Knowledge workers, such as auditors and financial analysts often need to review large collections of contracts containing complex clauses that mediate many day-to-day business transactions. While prior work across other applications has evaluated the benefits of human-AI collaboration when dealing with large amounts of data, there is a lack of human-centered approaches for contract inspection tools. I conducted qualitative interviews with six knowledge workers at a large enterprise to gain insights into their reviewing strategies, usage of tools and perception of AI. One of my key findings is the cross-functional use of contracts as a knowledge base for revenue recognition and forecasting, which in turn impacts business decisions.
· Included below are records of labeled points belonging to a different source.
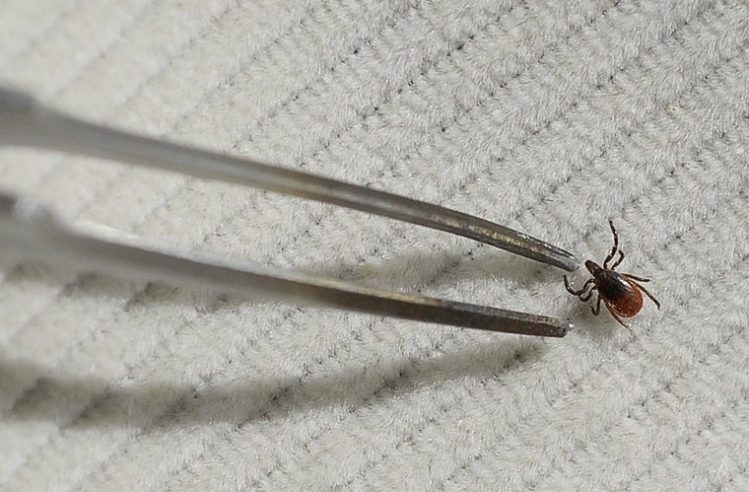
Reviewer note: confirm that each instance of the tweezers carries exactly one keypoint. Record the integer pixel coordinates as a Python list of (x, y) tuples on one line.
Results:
[(32, 230)]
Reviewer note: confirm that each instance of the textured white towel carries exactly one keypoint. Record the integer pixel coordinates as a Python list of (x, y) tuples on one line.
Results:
[(548, 116)]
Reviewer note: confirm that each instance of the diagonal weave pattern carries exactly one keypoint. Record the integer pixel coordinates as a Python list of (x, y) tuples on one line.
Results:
[(548, 116)]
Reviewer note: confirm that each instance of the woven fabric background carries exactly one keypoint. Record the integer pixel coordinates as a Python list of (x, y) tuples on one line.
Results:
[(548, 116)]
I designed a framework and interactive tool that supports knowledge workers in adopting a reviewing strategy that creates a more efficient and optimal business pipeline by considering forecasting uncertainty and the impact of contracts.
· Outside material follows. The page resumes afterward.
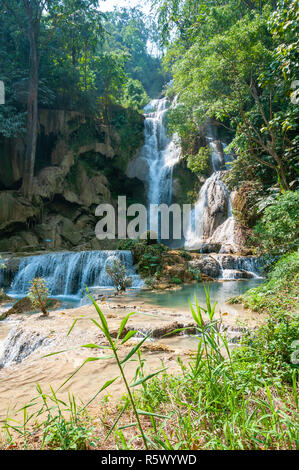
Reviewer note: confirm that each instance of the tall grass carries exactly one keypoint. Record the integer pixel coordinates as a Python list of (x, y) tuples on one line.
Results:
[(223, 398)]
In order to gain more understanding into the contract reviewing process and its underlying mechanisms, we interviewed six professionals from our organization who were either responsible for reviewing contracts, or managed teams of knowledge workers. Among the six experts, two worked in Revenue Assurance, two in Forecasting & Planning and two in Procurement. The interviews, which were conducted via video conferencing, lasted about 30 minutes each. First, we asked participants about their role and daily tasks regarding contract inspection. Then we inquired about the volume of contracts they review. Next, we inquired about their reviewing strategy, and factors they consider when reporting revenue recognition forecasts. Finally, we asked participants for their thoughts on using an AI assistant to assist them in reviewing contracts. Each interview was attended by two of the authors, who took turns questioning participants. The two authors separately annotated and extracted common responses and themes that emerged from the interviews, then collaborated on consolidating these themes. For the sake of confidentiality, some details involving monetary values and stakeholder names have been anonymized.
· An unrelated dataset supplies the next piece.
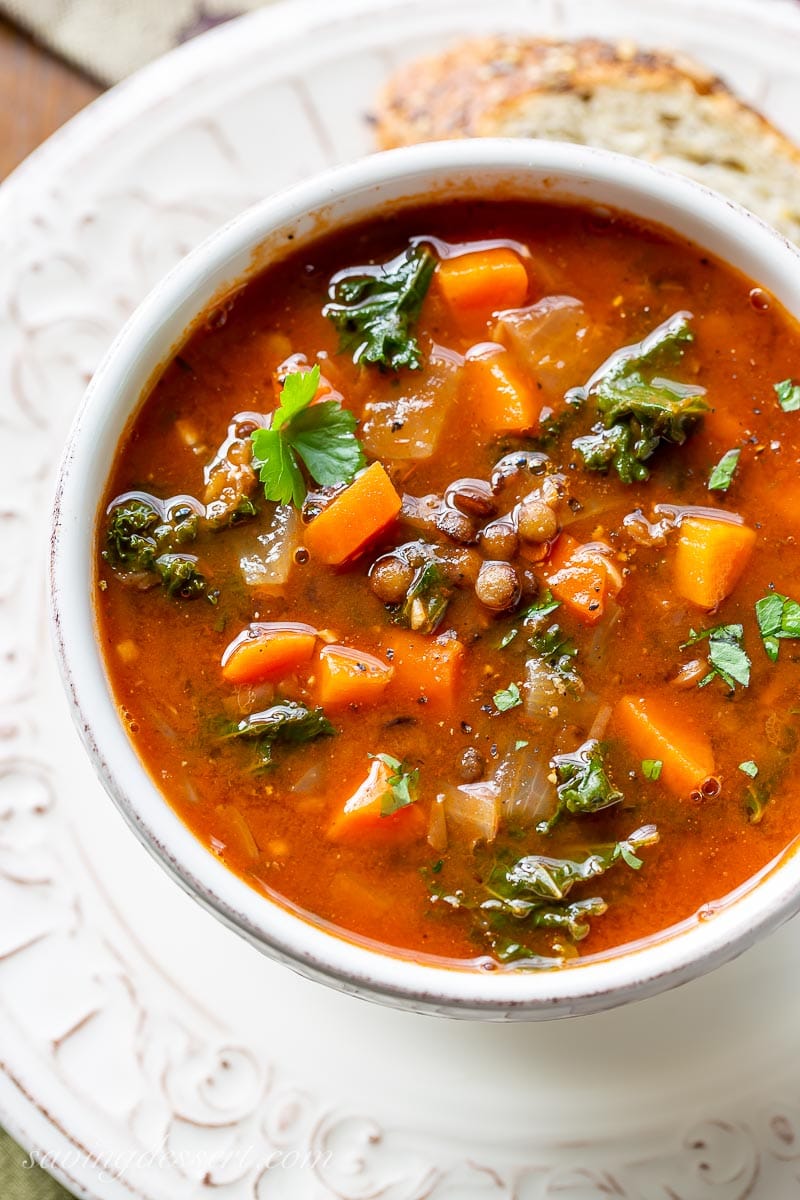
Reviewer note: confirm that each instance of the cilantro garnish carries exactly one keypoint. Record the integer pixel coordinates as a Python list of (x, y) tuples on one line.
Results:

Contracts as a knowledge base for business operations
Several operations in the business pipeline depend on contracts, which contain valuable information about the business. Knowledge workers review contracts to optimize the best deal for the company, or to determine if it is worth reviewing. S5 states that “We’ll analyze the contract, usage and whether the contracts are optimally designed. And then, when come a renewal time, we’ll build a strategy of what should be our approach. So in a lot of cases, we have gone and changed the structure of the agreement to suit our needs.” Moreover, a significant portion of the revenue of several enterprises stem from negotiated contracts. Participants mentioned that contracts serve as a reference document to ensure that revenue is being reported correctly and to forecast future revenue. S3 reports that “We have a [amount] revenue target I believe, and we’re responsible for the reporting of net revenue against that.”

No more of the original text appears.